The objective of this study was to determine the elastic constants and fast identify the modal parameters of the first nine modes of full-size cross laminated timber (CLT) panel under four-node support using a vibration method. Firstly, the theoretical basis of vibration determination for elastic constants (modulus of elasticity in the length and width directions of the panel, Ex, Ey; in-plane shear modulus of the panel, Gxy) of full-size CLT panel under four sides completely free (FFFF) and four-node support boundary conditions (BCs) were established. Then, full-size larch CLT panels were used to experimental modal analysis and elastic constants vibration test under FFFF and four-node support BCs. Modal parameter (modal shapes and modal frequencies) and elastic constants of full-size CLT panel under two BCs were comparison analyzed to verify the feasibility of determination elastic constants of full-size CLT panel under four-node support.

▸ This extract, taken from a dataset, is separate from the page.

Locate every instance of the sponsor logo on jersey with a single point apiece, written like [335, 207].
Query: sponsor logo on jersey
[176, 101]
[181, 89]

And then, a three-point excitation testing method for fast identification of modal parameters of the first nine modes for full-size CLT panel supported on four nodes was proposed and verified the feasibility of this method. The results indicated that the mode shapes can be used to measure Ex, Ey and Gxy of full-size CLT panel, that the modes (2, 0), (0, 2) and (1, 1) under FFFF BC and the modes (2, 0), (0, 2) and (1, 2) under four-node support BC, respectively. Meanwhile, the modes (m, n) (m = 2 or n = 2) under FFFF and four-node support BCs are in good agreement in terms of mode shapes, and the frequencies are approximately equal. It is verified the proposed assumption that mode (m, n) (m = 2 or n = 2) of full-size CLT panel under these two BCs is the same from the perspective of both modal shape and its natural frequency. At the same time, it is feasible to rapid identify modal parameters of the first nine modes and the determination of elastic constants for full-size CLT panel supported on four nodes using the three-point excitation testing method.